Contogouris claims that when the BP oil catastrophe began, he knew of the oil and water separating technology that Costner had developed in the 1990s. But Costner no longer owned the rights for the technology, the plaintiffs say, so Contogouris set out to obtain the rights, and he did.
"On May 7, 2010, a joint venture to market the technology to BP ... was formed under a Joint Venture Agreement among the following individuals and legal entities: Contogouris, Baldwin, John Houghtaling, a New Orleans attorney ... West Pac Resources LLC ... an entity formed by Costner and Patrick Smith, Costner's business manager," and others, according to the complaint.
The Deepwater Horizon exploded on April 20, 2010.
Grigsby "is an attorney for OTS and participated in the formation of OTS," according to the complaint, which says he has been a partner in Jeffer Mangels Butler & Mitchell since before May 2010.
Baldwin and Contogouris claim that discord among members of the LLC started when "a difference in business philosophy developed."
While Contogouris and another member wanted to ensure recurring business from BP by renting the technology, other members wanted to sell the technology to BP outright, according to the complaint.
In June 2010, some members of OTS met with BP officials. Contogouris claims he was there, but was asked to leave before the meeting began.
"Plaintiffs aver they were purposefully excluded from the BP meeting of this date," the complaint states.
Baldwin and Contogouris claim that at that meeting BP signed a letter of intent with Ocean Therapy Solutions in which it agreed to buy 32 oil and water separating units for $52 million, with an $18.2 million advance deposit.

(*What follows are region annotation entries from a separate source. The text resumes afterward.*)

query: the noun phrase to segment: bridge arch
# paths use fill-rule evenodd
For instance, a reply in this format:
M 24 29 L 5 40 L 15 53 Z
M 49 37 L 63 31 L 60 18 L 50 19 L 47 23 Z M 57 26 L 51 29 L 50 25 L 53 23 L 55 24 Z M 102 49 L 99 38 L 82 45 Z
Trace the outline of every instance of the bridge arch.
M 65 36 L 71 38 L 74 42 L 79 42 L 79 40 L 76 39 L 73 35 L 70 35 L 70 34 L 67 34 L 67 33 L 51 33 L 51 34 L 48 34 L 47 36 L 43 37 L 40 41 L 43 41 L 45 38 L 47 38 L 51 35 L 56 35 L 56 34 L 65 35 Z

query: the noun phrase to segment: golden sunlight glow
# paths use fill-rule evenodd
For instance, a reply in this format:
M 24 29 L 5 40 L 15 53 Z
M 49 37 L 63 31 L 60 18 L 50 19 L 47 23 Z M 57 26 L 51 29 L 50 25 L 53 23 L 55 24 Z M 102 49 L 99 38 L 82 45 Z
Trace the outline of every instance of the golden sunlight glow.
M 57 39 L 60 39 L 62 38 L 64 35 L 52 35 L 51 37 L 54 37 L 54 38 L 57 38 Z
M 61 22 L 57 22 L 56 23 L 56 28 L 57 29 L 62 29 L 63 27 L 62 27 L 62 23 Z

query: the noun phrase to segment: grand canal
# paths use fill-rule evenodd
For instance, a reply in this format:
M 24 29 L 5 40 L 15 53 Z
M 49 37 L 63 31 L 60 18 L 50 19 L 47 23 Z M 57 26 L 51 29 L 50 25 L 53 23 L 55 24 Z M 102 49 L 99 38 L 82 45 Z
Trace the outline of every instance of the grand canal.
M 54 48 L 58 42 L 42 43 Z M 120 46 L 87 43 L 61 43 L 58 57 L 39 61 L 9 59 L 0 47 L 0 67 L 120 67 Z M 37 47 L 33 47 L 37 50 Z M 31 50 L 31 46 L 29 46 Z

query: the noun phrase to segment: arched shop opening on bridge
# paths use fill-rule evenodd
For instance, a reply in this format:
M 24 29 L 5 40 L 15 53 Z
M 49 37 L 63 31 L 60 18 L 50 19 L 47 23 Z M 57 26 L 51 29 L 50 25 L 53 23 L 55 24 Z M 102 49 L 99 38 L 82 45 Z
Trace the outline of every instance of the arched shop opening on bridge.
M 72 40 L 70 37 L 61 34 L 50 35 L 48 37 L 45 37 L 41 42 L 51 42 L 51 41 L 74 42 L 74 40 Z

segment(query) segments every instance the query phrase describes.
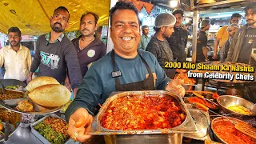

Baldwin and Contogouris claim the other members of OTS concealed that information from them, and let them sell their shares in the company a few days later for a total of $1.9 million ($1.4 million for Contogouris' shares and $500,000 for Baldwin's).
They claim that on June 9, 2010, during testimony before Congress, Costner indicated that BP had placed an order for a number of units.
"Contogouris, hearing these statements, attempted to contact Costner without success. He then emailed Grigsby, requesting a meeting or a few minutes of his time," the complaint states.